In attesa che la proposta venga completata ("e' un testo
complesso che stiamo finendo di elaborare", ha aggiunto Donadi), l'Idv
ha presentato in una conferenza stampa alla Camera una mozione sulle
spese militari, che il gruppo chiedera' venga messa in discussione
alla Camera. "L'abbiamo presentata -ha spiegato Augusto Di Stanislao,
capogruppo Idv in commissione Difesa- perche' vogliamo capire come la
pensa questo governo, se ci si puo' confrontare o se sulle spese
militari e' in continuita' con quello precedente". (segue)

- Nella mozione depositata oggi alla Camera, l'Idv
chiede al governo di "bloccare in via definitiva" la produzione dei
131 aerei F35-Jsf che comporta un costo di 19 mld. "Aerei da guerra
-ha commentato Donadi- che non ci servono, perche' non c'e' aluna
guerra da combattere". Soldi che se risparmiati potrebbero finanziare
l'"odioso" intervento sulle pensioni e in particcolare, ha aggiunto
Donadi, il blocco dell'indicizzazione dei trattamenti medio-bassi.

Altri risparmi nel settore della Difesa, le cui risorse sono
state incrementate dell'8,4% nel 2011 proprio per l'acquisto di nuovi
armamenti (con 20,5 mld di euro nel 2010, l'Italia e' l'ottavo Paese
al mondo per spese militari), potrebbero essere ottenuti cancellando i
fondi stanziati per la produzione di 4 sommergibili, dei
cacciabombardieri F35 e di due fregate "Orizzonte". Risparmi stimati
intorno ai 783 mln a cui potrebbero essere sommati 8,5 mln del
progetto della mini-naja, soldi questi ultimi da destinare alle
famiglie e ai minori in stato di poverta'.

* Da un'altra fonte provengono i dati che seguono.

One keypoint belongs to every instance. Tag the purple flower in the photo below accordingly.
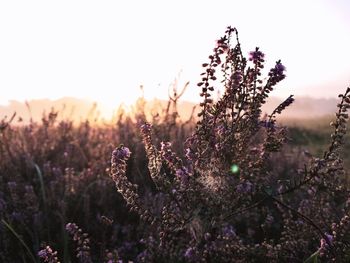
(228, 231)
(121, 153)
(146, 128)
(256, 56)
(190, 253)
(71, 228)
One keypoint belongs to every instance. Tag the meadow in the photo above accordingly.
(227, 186)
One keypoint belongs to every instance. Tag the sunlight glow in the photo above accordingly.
(104, 51)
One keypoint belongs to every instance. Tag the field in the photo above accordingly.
(228, 186)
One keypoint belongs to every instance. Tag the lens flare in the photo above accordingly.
(234, 168)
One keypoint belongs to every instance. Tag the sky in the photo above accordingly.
(104, 50)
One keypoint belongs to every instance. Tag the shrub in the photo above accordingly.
(229, 200)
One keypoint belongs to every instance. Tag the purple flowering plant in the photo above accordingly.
(223, 187)
(257, 214)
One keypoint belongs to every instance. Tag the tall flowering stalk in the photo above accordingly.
(226, 200)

In un periodo di vacche magre la logica imporrebbe di non
regalare cio' che invece si puo' vendere. E' il suggerimento che il
senatore e capogruppo dell'Idv in commissione di Vigilanza Rai, Pancho
Pardi, ha rivolto al ministro per lo Sviluppo Economico, Corrado
Passera. "Il ministro puo' fare subito una cosa utile al Paese -ha
detto Pardi- sciolga la commissione istituita con l'incarico di
regalare le frequenze tv e indica un'asta per l'assegnazione. In
Germania, un'iniziativa analoga, ha fruttato 4 mld di euro. Non si
capisce perche' lo Stato dovrebbe rinunciare a questi soldi".